Numerous lines of evidence have shown that EMT has pivotal roles in metastasis in several types of cancer [
15,
18,
47,
48]. In the present study, we showed that high expression of
NUSAP1 induces an EMT-like phenotypic transition and metastasis in cervical cancer cells. In addition, the Wnt/β-catenin pathway has been implicated in EMT and induces metastasis in several types of cancers [
19,
49,
50]. Consistent with these reports, our study indicated that upregulation of
NUSAP1 activated Wnt/β-catenin signaling in cervical cancer cells. Moreover, inhibiting Wnt/β-catenin signaling using the tankyrase inhibitor XAV-939 and β-catenin-siRNA in
NUSAP1-overexpressing cells confirmed that Wnt/β-catenin pathway was required for NUSAP1-mediated EMT. Although the precise mechanisms of NUSAP1-induced EMT requires further investigation, we believe that high expression of
NUSAP1 promotes EMT and induces metastasis in cervical cancer cells at least partly depending on activated Wnt/β-catenin signaling. Therefore, our data suggested that NUSAP1 might represent as a new regulator of EMT and may also represent a potential therapeutic target in cervical cancer.

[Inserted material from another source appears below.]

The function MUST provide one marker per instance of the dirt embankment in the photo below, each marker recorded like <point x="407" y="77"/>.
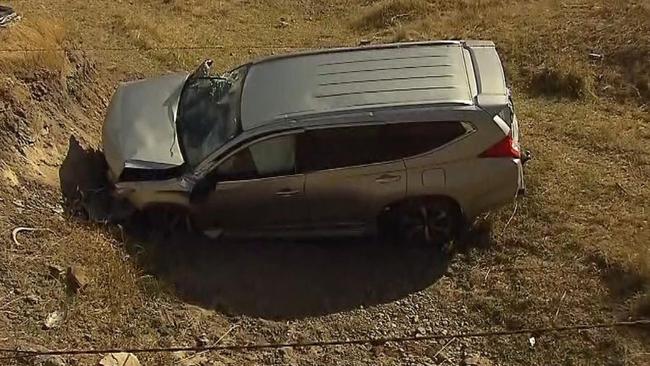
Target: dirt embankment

Previous reports showed that Wnt/β-catenin signaling promotes invasion, metastasis, and tumorigenesis [
51‐
54]. Nevertheless, the precise mechanism that maintains stemness and promotes EMT via the Wnt/β-catenin pathway in cervical cancer remains unclear. In this study, we identified that NUSAP1 interacted with an nuclear pore complex (NPC) protein, RanBP2 and TCF4. We also found that TCF4 was SUMOylation by RanBP2. Modification of proteins by SUMO is involved in a large variety of molecular processes such as protein-protein interaction, subcellular localization and transcriptional activity [
55]. Our results also reveal that NUSAP1 increased the nuclear import of the TCF4 and β-catenin and their transcriptional activity via interacting with RanBP2 protein, and then enhanced CSCs properties and EMT processes in cervical cancer. SUMO1 modification appears to be an“ON/OFF”switch that regulates the nuclear import of β-catenin [
56]. The final output of Wnt signaling is the formation of TCF/LEF and β-catenin nuclear complexes. NUSAP1 overexpression induced SUMOylation of TCF4 via binding NPC protein, RanBP2, is involved in the process of cervical cancer metastasis and progression. Wnt/β-catenin signaling has been indicated in manymalignancies, targeting this pathway could represent an attractive anticancer therapy. In the present study, a small molecule, XAV-939, a WNT signaling inhibitor, was used to inhibit catenin transcription [
57]. Notably, adding XAV-939 remarkably repressed cancer stem cell properties and metastasis processes in cervical cancer cells. Metastasis is the main obstacle affecting the survival of patients with advanced cervical cancer, thus, identifying biomarkers and genotypes for predicting metastasis in the progression of cervical cancer and preventing the development of metastasis will be beneficial for a large group of cervical cancer patients. The results of these studies will not only contribute to our understanding of NUSAP1 to cervical cancer metastasis but will also lead to the characterization of specific tumor patients’ groups with NUSAP1 overexpression who may benefit from co-therapy of traditional treatment and XAV-939.